What earns you a spot in city-level AI answers
AI tools like ChatGPT, Gemini, and Perplexity name caterers based on how clearly a business ties itself to a place and a service, not just how good its food photos look. To appear when someone asks "who caters weddings in your city," your business needs consistent name, address, and service-area details across the web, plus web pages that speak directly to that city and event type. Businesses without that specificity get skipped, even if they're excellent caterers.
This matters because the way people search is shifting. A growing share of clients no longer scroll through ten blue links, they ask an AI assistant one question and expect a short list of names back. If your catering business isn't structured to be legible to that assistant, you're invisible at the exact moment someone is deciding who to call for their event.
Consistent name, address, and service-area information
AI answer engines cross-reference multiple sources before naming a business, and mismatched details anywhere in that trail can knock you out of consideration. Your business name, address, phone number, and the list of cities or regions you serve need to match exactly across your website, Google Business Profile, directories, and any wedding or event listing sites you appear on.
Inconsistency confuses both search engines and AI models trained on that data. If your website says you serve "the greater metro area" while your Google listing lists a specific suburb, and a directory lists a different city entirely, the engine has no confident answer for "does this caterer serve city X?" So it leaves you out rather than guess wrong.
Fixing this means auditing every place your business is listed and making the location and service-area language identical, or at least clearly compatible, everywhere. This also includes schema markup, which is structured code added to your website that explicitly tells search engines and AI crawlers your business type, service area, and location in a machine-readable format rather than leaving it to be inferred from prose.
City and event-type pages that engines can cite
AI engines favor sources that answer a specific question clearly, so a page titled "Wedding catering in your city" or "Corporate event catering in your city" gives an assistant something concrete to point to. Generic phrases like "serving the tri-state area" or "available for all your event needs" don't give the engine a specific city or event type to match against a user's question.
Each page should name the city, describe the event types you handle there, and include details a client would actually ask about: guest count ranges you're equipped for, cuisine styles, whether you handle rentals or staffing, and how far outside that city you'll travel. The goal is a page that reads like a direct answer to "does this caterer work in your city for your event type," because that is close to the literal question being typed into an AI assistant.
Building pages for each city and event type combination you actually serve, rather than one broad page trying to cover everything, gives engines more precise material to match against more specific queries. A planner asking about "outdoor birthday party catering in your city" is more likely to be matched to a page built for that exact combination than to a general "about us" page.

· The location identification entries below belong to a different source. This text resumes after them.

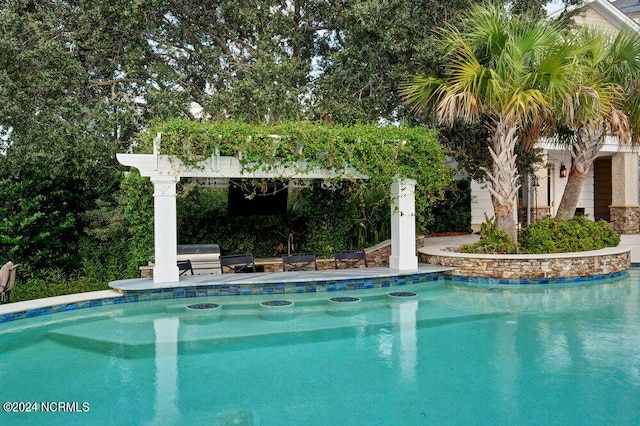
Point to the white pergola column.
(165, 227)
(403, 225)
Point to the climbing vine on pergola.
(381, 153)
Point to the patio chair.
(299, 262)
(7, 280)
(238, 263)
(350, 259)
(185, 266)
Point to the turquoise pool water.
(451, 356)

Why a single generic page underperforms
A single homepage trying to represent every city and every event type you cater dilutes the signals AI engines rely on to match a business to a specific query. When one page mentions five cities and eight event types in passing, none of those combinations reads as a confident answer to any one question, so the engine has less reason to cite that page over a competitor's more focused one.
Generic pages also tend to use vague language that describes the business rather than the client's need. Phrases like "premium catering solutions for every occasion" sound polished but don't map to how people actually phrase questions to AI assistants. Clients ask about a city, a guest count, a type of event, sometimes a dietary requirement. A page built to answer those specifics will outperform a page built to sound impressive.
The fix isn't necessarily more pages than you can maintain, it's making sure the pages you do have are structured around real client questions instead of general business description. A caterer with three well-built city pages will often outperform a caterer with one polished page covering an entire region, because the AI has clearer signals to match against actual searches.
Monitoring which cities you show up for
Knowing which specific city and event-type queries actually surface your business in AI answers tells you where your visibility efforts are working and where gaps remain. Without this, you're guessing whether your city pages, listing consistency, and service-area details are actually translating into being named by ChatGPT, Gemini, Perplexity, or Google's AI Overviews.
Checking this involves periodically asking these AI tools the kinds of questions a prospective client might ask: naming your city plus "caterer," your city plus specific event types, and nearby towns you also serve. Note which businesses get named and whether you're among them. If competitors consistently appear for cities you also serve but you don't, that's a signal your location and page-specificity work in those areas needs attention.
This kind of monitoring also reveals cities where you're already showing up without much deliberate effort, which tells you what's working so you can repeat it elsewhere. Treating this as an ongoing check rather than a one-time task matters because AI models update their sourcing and the businesses they favor can shift over time.
The one step that matters most this month
If you do nothing else, build one properly specific page for the single city and event type where you get the most inquiries, and make sure your name, address, and service-area details match exactly everywhere else your business is listed. This outranks every other option because it directly addresses the two things AI engines need to name you with confidence: a page that answers a specific question clearly, and consistent details that let the engine trust the answer. Everything else on this list compounds from there, but without this foundation, additional pages and monitoring have nothing solid to build on.